Revision a00d2132ef4b0d61ef75300fb397f51cf00de9ce authored by Kubernetes Prow Robot on 25 April 2019, 09:24:47 UTC, committed by GitHub on 25 April 2019, 09:24:47 UTC
2 parent s 2e709db + b560b71
Raw File
README.md
# Vertical Pod Autoscaler

## Contents
- [Intro](#intro)
- [Installation](#intallation)
  - [Prerequisites](#prerequisites)
  - [Install command](#install-command)
  - [Quick start](#quick-start)
  - [Test your installation](#test-your-installation)
  - [Example VPA configuration](#example-vpa-configuration)
  - [Troubleshooting](#troubleshooting)
  - [Components of VPA](#component-of-vpa)
  - [Tear down](#tear-down)
- [Known limitations](#known-limitation)
  - [Limitations of beta version](#limitations-of-beta-version)

# Intro

Vertical Pod Autoscaler (VPA) frees the users from necessity of setting
up-to-date resource requests for the containers in their pods.
When configured, it will set the requests automatically based on usage and
thus allow proper scheduling onto nodes so that appropriate resource amount is
available for each pod.

It can both down-scale pods that are over-requesting resources, and also up-scale pods that are under-requesting resources based on their usage over time.

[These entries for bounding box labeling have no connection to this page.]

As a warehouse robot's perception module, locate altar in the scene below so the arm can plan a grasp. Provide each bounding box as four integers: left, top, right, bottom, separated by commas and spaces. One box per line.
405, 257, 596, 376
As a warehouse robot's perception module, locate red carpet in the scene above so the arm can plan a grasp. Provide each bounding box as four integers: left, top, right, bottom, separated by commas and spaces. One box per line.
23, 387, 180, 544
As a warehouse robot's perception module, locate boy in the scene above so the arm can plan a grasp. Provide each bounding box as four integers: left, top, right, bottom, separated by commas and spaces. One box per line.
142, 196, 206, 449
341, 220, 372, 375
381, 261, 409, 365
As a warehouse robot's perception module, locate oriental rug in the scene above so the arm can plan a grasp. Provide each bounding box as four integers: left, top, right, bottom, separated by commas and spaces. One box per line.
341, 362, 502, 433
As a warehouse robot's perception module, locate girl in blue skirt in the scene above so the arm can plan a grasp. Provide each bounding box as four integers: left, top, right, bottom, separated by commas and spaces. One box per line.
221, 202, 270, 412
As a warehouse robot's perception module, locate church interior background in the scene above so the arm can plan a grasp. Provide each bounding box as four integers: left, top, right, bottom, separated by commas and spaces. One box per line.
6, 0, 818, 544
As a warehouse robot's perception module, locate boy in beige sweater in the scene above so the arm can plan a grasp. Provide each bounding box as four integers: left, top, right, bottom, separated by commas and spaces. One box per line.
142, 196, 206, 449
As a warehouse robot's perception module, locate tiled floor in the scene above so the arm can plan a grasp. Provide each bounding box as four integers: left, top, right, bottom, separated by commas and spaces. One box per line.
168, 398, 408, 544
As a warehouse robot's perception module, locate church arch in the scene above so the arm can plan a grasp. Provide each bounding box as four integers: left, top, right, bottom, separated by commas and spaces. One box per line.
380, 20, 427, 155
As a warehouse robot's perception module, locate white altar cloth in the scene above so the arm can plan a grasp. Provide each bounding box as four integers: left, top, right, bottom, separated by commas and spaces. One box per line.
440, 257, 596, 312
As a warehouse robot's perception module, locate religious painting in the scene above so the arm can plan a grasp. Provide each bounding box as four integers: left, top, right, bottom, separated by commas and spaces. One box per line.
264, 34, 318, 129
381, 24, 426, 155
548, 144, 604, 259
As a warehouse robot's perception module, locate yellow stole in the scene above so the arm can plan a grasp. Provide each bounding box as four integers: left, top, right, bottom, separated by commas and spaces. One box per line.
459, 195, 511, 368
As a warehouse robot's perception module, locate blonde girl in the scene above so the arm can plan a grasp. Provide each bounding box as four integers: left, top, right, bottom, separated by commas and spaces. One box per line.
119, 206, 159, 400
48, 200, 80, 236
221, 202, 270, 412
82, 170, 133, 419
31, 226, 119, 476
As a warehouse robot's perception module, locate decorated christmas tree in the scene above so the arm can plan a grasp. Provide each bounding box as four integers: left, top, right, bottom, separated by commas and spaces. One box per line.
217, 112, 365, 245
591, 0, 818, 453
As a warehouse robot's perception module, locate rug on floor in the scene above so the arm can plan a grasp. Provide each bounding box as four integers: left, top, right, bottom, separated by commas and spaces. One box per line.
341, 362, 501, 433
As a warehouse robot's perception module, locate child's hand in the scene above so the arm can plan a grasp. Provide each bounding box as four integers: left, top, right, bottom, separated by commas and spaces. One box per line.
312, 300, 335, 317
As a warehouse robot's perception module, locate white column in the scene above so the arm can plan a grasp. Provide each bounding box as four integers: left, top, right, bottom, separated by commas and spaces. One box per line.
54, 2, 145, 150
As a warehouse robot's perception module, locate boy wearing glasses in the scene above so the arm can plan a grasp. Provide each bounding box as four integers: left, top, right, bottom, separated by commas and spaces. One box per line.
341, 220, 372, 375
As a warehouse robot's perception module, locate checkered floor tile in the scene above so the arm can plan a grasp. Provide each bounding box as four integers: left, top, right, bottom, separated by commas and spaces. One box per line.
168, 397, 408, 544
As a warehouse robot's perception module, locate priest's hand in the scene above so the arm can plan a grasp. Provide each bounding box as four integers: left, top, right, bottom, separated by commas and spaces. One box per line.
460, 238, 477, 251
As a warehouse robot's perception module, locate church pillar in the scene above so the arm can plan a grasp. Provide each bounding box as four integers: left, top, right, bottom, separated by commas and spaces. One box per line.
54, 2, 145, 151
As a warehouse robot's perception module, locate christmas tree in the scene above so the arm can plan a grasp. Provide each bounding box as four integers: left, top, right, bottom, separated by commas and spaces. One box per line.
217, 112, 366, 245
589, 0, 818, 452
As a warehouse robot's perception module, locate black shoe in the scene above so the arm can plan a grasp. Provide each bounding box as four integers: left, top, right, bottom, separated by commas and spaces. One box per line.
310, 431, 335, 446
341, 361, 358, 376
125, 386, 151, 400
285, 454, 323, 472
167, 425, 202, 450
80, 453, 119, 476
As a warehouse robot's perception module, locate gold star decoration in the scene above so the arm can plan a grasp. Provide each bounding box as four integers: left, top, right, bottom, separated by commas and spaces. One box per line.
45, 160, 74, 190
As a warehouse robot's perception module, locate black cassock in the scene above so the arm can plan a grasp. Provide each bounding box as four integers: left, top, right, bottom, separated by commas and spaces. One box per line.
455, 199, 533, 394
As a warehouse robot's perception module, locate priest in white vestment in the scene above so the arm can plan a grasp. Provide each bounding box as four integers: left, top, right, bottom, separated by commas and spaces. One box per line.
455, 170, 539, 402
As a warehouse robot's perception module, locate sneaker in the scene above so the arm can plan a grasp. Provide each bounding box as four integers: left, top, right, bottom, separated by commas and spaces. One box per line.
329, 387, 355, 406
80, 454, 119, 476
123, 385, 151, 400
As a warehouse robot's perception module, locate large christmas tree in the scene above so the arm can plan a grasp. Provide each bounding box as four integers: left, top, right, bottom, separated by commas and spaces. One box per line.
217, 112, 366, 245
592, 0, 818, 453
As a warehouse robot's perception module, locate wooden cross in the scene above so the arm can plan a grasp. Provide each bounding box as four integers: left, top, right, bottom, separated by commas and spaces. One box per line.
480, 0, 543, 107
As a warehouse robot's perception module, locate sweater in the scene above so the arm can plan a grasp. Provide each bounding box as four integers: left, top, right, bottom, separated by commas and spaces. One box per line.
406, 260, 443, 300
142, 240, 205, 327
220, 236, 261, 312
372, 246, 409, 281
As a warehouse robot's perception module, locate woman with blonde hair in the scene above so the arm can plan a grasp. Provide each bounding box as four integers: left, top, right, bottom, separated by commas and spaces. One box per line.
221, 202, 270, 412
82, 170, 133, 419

Autoscaling is configured with a
[Custom Resource Definition object](https://kubernetes.io/docs/concepts/api-extension/custom-resources/)
called [VerticalPodAutoscaler](https://github.com/kubernetes/autoscaler/blob/master/vertical-pod-autoscaler/pkg/apis/autoscaling.k8s.io/v1beta2/types.go).
It allows to specify which pods should be vertically autoscaled as well as if/how the
resource recommendations are applied.

To enable vertical pod autoscaling on your cluster please follow the installation
procedure described below.

# Installation

The current default version is Vertical Pod Autoscaler 0.4.0

**NOTE:** version 0.4 requires at least Kubernetes 1.11 to work (needs certain
Custom Resource Definition capabilities). With older Kubernetes versions we
suggest using the [latest 0.3 version](https://github.com/kubernetes/autoscaler/blob/vpa-release-0.3/vertical-pod-autoscaler/README.md) 

### Notice on switching to v1beta2 version (0.3.X to >=0.4.0)

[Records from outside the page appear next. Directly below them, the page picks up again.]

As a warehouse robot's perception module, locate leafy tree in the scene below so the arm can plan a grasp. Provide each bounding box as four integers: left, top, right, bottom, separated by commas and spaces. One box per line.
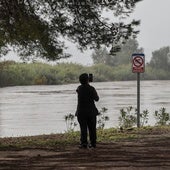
0, 0, 141, 60
150, 47, 170, 71
92, 39, 143, 66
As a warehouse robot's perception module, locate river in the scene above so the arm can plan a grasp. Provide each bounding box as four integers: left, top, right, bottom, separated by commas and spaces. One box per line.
0, 81, 170, 137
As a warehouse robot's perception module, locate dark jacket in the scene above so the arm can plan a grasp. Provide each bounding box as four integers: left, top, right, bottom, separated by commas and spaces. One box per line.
76, 84, 99, 116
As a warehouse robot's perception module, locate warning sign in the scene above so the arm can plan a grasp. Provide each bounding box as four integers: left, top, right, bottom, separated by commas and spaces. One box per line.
132, 54, 145, 73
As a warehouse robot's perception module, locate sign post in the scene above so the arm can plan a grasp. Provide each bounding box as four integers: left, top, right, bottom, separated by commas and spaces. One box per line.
132, 53, 145, 128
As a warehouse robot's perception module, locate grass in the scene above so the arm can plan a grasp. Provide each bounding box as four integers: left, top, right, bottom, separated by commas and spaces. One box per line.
0, 126, 170, 150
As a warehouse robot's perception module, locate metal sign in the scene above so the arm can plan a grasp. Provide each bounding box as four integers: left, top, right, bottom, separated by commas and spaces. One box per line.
132, 54, 145, 73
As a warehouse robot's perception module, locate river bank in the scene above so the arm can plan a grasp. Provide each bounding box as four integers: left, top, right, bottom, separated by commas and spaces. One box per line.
0, 126, 170, 170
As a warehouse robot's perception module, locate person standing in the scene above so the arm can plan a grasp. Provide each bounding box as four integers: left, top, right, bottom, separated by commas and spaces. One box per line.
76, 73, 99, 148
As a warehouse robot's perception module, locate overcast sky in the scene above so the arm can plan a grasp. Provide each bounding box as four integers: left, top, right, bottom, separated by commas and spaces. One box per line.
63, 0, 170, 65
5, 0, 170, 65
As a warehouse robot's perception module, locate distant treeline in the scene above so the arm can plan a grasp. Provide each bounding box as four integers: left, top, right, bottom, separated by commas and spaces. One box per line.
0, 61, 170, 87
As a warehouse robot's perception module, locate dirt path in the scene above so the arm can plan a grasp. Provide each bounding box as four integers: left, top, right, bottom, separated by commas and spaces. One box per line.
0, 135, 170, 170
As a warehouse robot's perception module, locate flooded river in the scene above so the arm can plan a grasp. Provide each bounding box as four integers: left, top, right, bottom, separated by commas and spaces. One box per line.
0, 81, 170, 137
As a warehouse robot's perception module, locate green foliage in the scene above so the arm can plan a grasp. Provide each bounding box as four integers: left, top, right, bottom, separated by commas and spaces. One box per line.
154, 107, 170, 126
92, 39, 143, 67
97, 107, 109, 130
0, 0, 141, 60
118, 106, 149, 129
0, 61, 170, 87
64, 113, 77, 132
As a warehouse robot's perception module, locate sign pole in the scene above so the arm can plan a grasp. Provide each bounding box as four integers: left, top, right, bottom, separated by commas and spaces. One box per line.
137, 73, 140, 128
132, 53, 145, 128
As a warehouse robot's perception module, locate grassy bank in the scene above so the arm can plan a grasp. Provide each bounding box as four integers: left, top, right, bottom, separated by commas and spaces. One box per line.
0, 126, 170, 150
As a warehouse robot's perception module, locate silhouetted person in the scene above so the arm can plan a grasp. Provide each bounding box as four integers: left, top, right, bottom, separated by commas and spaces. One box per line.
76, 73, 99, 148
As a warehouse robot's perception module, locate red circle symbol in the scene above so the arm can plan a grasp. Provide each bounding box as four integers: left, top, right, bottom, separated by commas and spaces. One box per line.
133, 56, 144, 67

In 0.4.0 we introduced a new version of the API - `autoscaling.k8s.io/v1beta2`.
Full API is accessible [here](https://github.com/kubernetes/autoscaler/blob/master/vertical-pod-autoscaler/pkg/apis/autoscaling.k8s.io/v1beta2/types.go).

The change introduced is in the way you express which pods should be scaled by a
given Vertical Pod Autoscaler. In short we are moving from label selectors to
controller references. This change is introduced due to two main reasons:
* Use of selectors is prone to misconfigurations - e.g. VPA objects targeting
all pods, overlapping VPA objects
* This change aligns VPA with [Horizontal Pod Autoscaler
  API](https://github.com/kubernetes/api/blob/master/autoscaling/v1/types.go)

Let's see an example ilustrating the change:

**[DEPRECATED]** In `v1beta1` pods to scale by VPA are specified by a
[kubernetes label selector](https://kubernetes.io/docs/concepts/overview/working-with-objects/labels/#label-selectors).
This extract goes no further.